4. When the matter came up on 16th September, 2011, this Court felt that appellant had made a factually wrong statement that he had undergone eight months’ imprisonment. A copy of the report was accordingly directed to be furnished to the counsel for the appellant for filing his response to the same. In compliance with the said direction, the learned counsel for the appellant has filed his reply from which it appears that the statement regarding the period already undergone by him was made on the basis of a communication sent by the Superintendent of Central Prison, Cuddalore to the Inspector Police Kuthallam, Police Station, Nagapattinam District. A copy of the said communication, it appears was furnished to the learned counsel for the appellant by the Supreme Court Legal Services Committee. The said letter was placed by the learned counsel alongwith the SLP paper book in support of his plea that the appellant was not required to surrender as he had already undergone imprisonment from 26th July, 2004 till 7th May, 2005. The SLP was on that basis numbered and listed before this Court.
5. Learned counsel for the appellant submitted that the statement made before this Court suggesting that the appellant had already undergone eight months’ imprisonment, was entirely based on the communication mentioned above. In support he relied upon an English translation of the relevant portion of the letter in question which reads as under:
‘Pursuant to the order, the above convict underwent imprisonment from 26.7.2004. Subsequently as per the order made in C.A No.72/04, 73/04 Dt.29.4.2005, he has been released on bail and basing on the bail bond No.1145 Dt.5.5.05 he has been released from this prison on 7.5.2005.’
6. It was further submitted that although the statement was found to be factually incorrect by the High Court in terms of the enquiry report submitted by it, the error was referable entirely to the communication which was taken by the counsel as a credible official document. There was at any rate no intention of misleading this Court or obtaining an order by misrepresentation of facts.
7. The appeal in question was filed through the Supreme Court Legal Services Committee.
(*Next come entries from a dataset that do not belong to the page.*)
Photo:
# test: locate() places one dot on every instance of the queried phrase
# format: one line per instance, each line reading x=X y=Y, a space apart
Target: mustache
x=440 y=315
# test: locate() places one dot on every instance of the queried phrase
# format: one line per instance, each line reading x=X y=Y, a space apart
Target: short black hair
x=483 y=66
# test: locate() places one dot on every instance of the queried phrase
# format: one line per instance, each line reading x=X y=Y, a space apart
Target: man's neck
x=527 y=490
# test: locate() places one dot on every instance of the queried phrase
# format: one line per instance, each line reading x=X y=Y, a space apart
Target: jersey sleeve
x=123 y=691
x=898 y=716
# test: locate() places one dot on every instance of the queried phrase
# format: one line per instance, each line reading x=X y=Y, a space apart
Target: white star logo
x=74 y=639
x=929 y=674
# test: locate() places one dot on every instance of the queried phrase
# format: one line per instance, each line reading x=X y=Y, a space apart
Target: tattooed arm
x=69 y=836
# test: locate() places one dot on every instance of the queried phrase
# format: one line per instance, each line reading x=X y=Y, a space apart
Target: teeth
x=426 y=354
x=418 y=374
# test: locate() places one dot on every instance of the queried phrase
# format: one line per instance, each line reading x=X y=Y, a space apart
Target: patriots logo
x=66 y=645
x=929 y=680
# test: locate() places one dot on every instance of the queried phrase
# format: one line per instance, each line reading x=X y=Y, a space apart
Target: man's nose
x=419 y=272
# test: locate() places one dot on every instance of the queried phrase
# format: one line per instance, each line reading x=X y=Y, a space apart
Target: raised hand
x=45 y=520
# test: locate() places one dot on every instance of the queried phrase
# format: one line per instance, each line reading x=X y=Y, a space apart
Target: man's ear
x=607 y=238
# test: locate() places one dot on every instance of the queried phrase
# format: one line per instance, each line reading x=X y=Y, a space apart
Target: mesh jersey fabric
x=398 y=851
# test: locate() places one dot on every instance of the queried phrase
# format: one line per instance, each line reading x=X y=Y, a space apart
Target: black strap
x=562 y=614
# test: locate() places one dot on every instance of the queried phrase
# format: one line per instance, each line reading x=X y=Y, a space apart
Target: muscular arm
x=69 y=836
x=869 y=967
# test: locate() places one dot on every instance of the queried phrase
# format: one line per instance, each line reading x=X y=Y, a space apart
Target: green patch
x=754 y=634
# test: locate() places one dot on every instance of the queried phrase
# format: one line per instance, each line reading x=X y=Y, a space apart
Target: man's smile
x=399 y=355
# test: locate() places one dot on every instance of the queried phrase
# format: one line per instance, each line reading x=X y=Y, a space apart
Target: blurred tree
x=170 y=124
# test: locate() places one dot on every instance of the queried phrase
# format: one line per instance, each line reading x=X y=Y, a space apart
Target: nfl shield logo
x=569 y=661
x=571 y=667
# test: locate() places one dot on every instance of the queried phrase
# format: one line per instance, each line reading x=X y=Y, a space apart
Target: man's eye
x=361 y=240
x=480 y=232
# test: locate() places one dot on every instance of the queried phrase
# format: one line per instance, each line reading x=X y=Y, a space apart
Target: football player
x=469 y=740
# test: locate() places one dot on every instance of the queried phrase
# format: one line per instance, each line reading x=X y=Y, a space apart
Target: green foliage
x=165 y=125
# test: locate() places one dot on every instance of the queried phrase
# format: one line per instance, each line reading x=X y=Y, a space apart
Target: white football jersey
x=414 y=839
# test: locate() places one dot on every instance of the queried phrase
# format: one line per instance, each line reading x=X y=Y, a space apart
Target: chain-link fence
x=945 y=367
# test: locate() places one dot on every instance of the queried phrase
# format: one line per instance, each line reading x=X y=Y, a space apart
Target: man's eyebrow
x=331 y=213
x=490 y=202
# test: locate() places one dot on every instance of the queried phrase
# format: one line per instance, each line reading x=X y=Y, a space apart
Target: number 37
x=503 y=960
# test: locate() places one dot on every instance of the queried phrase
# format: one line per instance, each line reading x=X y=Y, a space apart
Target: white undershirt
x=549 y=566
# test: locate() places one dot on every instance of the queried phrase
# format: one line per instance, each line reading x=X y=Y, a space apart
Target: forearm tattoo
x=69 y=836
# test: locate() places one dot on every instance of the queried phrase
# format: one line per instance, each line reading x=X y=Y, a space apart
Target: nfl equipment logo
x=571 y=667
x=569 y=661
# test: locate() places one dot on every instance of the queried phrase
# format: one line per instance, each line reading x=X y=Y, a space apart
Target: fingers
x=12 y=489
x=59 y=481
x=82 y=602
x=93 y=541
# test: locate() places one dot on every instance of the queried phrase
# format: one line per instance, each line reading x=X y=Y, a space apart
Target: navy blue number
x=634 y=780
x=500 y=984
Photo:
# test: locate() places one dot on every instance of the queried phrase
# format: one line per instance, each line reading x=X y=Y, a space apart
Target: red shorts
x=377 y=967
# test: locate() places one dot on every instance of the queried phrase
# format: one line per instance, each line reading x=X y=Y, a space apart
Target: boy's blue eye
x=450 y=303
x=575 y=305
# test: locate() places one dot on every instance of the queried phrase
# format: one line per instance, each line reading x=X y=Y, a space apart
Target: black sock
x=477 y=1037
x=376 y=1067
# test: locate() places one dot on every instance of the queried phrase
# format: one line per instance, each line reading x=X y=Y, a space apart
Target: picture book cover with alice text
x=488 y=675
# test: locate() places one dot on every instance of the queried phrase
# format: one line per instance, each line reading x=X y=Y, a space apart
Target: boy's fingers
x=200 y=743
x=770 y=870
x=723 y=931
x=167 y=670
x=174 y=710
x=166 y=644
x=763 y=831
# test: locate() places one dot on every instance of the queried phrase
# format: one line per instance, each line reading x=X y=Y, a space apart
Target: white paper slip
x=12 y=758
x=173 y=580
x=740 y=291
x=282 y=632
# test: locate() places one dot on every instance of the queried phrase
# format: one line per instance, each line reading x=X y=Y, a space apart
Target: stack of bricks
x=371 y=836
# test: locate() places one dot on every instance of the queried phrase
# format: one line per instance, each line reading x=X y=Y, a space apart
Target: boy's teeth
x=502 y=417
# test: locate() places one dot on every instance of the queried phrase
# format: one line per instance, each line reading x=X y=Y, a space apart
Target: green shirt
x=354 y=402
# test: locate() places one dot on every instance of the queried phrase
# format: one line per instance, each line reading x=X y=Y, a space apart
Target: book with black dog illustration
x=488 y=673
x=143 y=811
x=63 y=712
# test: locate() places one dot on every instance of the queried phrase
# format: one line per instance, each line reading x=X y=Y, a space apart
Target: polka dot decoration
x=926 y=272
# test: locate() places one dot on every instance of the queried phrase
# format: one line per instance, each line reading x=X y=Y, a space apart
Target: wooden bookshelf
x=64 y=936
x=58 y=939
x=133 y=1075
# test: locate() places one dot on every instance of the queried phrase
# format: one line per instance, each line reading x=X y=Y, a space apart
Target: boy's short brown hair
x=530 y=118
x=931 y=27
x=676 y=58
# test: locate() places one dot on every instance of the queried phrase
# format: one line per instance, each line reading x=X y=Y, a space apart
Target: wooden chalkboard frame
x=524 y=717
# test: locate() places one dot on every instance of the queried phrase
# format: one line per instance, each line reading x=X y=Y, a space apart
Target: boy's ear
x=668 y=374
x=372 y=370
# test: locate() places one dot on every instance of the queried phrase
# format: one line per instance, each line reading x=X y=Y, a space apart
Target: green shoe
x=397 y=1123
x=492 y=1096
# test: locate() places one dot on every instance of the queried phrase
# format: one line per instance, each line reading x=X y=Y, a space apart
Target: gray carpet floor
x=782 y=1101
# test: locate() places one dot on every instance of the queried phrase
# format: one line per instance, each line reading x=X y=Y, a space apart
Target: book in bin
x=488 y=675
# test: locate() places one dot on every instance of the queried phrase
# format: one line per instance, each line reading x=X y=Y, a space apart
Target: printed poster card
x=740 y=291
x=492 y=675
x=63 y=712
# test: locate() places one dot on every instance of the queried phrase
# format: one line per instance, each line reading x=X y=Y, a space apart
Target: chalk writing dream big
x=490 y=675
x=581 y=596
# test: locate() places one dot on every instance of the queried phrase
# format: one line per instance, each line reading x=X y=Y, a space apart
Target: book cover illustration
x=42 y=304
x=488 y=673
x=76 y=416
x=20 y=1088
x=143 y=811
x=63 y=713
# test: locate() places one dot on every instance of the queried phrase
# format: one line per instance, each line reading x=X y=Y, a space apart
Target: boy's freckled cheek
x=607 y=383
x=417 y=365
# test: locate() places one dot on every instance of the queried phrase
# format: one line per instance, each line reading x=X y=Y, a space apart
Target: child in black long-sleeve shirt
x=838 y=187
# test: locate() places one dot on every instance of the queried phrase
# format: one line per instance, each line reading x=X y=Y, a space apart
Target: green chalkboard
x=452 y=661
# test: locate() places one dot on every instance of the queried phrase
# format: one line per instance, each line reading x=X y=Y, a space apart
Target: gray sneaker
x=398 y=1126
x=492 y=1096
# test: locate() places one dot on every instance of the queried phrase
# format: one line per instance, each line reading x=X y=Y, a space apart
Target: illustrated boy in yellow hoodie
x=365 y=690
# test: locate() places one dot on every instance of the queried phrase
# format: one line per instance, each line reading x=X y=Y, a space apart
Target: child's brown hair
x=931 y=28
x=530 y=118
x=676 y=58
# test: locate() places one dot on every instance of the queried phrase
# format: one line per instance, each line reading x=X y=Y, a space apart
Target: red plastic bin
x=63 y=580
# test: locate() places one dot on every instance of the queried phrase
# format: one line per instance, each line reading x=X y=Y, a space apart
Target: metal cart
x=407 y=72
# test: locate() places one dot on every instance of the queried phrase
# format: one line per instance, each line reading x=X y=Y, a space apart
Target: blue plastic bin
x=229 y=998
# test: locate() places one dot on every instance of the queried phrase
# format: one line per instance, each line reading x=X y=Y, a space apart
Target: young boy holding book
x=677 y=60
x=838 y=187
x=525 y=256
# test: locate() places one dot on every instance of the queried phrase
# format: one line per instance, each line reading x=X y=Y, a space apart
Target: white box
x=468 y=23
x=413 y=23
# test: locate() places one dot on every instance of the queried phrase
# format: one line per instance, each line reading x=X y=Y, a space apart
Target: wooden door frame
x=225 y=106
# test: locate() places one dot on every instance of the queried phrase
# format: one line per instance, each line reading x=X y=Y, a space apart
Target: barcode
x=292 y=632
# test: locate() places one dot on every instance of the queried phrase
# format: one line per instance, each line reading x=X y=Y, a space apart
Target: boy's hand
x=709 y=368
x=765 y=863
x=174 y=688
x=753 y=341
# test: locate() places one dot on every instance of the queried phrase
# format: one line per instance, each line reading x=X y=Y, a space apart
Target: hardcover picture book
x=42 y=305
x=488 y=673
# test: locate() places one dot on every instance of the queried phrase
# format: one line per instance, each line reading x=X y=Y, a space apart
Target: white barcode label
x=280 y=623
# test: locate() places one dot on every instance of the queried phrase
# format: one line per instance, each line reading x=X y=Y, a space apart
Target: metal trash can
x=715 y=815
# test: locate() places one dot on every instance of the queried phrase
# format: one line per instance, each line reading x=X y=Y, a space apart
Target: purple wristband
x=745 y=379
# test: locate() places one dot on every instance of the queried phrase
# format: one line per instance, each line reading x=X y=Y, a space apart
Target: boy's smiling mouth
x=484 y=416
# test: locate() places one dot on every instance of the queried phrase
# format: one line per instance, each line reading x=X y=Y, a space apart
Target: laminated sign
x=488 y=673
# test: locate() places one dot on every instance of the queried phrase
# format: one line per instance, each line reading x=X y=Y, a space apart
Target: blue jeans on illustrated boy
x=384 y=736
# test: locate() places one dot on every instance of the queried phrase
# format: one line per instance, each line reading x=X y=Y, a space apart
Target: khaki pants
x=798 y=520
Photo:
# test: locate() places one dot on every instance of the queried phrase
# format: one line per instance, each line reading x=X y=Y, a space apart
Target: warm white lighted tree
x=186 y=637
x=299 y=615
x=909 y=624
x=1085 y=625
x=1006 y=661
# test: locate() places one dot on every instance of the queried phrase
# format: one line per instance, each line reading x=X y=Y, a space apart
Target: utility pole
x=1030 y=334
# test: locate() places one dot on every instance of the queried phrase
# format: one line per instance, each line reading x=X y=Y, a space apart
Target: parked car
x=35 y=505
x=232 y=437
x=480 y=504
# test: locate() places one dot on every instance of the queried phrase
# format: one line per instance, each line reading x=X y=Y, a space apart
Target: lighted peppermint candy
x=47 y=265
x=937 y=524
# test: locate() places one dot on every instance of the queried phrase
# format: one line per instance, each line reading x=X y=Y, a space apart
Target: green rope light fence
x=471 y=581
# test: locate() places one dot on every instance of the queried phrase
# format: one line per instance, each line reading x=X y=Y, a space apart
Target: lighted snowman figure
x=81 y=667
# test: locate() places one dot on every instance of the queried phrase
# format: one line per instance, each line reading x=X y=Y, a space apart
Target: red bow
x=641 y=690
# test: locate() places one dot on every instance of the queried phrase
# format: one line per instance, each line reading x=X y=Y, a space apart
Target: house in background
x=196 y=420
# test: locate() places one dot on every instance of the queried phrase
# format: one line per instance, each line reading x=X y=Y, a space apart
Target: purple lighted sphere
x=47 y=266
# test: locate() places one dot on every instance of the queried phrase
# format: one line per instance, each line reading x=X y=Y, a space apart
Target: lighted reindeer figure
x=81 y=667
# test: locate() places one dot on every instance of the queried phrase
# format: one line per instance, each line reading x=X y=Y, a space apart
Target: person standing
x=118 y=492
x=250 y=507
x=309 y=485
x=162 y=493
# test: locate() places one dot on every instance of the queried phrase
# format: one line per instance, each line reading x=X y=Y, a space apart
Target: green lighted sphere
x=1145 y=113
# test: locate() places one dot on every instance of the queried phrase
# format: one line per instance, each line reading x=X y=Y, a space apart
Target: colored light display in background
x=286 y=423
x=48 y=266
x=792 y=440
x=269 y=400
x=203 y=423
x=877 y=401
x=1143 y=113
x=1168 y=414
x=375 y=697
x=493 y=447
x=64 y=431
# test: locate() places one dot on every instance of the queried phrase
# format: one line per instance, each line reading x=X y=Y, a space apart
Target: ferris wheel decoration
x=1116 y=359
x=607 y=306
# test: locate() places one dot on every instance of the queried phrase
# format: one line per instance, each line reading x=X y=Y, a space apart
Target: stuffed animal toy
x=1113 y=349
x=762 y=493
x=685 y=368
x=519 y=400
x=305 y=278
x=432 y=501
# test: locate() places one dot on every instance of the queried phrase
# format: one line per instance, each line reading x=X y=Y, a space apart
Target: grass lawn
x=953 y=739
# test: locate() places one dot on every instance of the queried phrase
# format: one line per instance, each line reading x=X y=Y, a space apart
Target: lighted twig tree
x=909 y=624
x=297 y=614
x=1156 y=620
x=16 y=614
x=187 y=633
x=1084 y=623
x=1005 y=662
Learned counsel appearing on behalf of the appellant was also engaged by the Committee only. The requisite documents for filing of the appeal also appear to have been furnished to the counsel by the office of the Committee. The communication to which we have referred above was one of the documents that was furnished to the counsel for the appellant and formed part of the SLP paper book. The original of the communication is in Tamil. The correctness of the English translation was verified by this Court with the help of a Tamil knowing member of the Bar and found to be accurate. Relevant paragraph from the communication which we have extracted above does create an impression that the appellant was taken into custody on 26th July, 2004 and released only on 7th May, 2005. This period works out clearly `eight months’. Learned counsel for the appellant was, therefore, misled into making a statement that the appellant had undergone eight months’ imprisonment on a bonafide assumption which was on further enquiry not found to be factually correct. In the circumstances we do not consider it necessary to issue any further direction in the matter based on the report received from the High Court.
8. The only other question is whether we ought to recall the order passed by us in the appeal upholding the conviction of the appellant and reducing the sentence awarded to him to the period already undergone. As noticed above, the appellant has undergone 13 days’ sentence as against one month’s imprisonment awarded to him. Having regard to the circumstances of this case and keeping in view the fact that the offence in question was committed nearly 10 years back the period already undergone by the appellant should, in our opinion, suffice.
9. In the light of what we have stated above, while we accept the report received from the High Court, we close these proceedings without any further directions in the matter.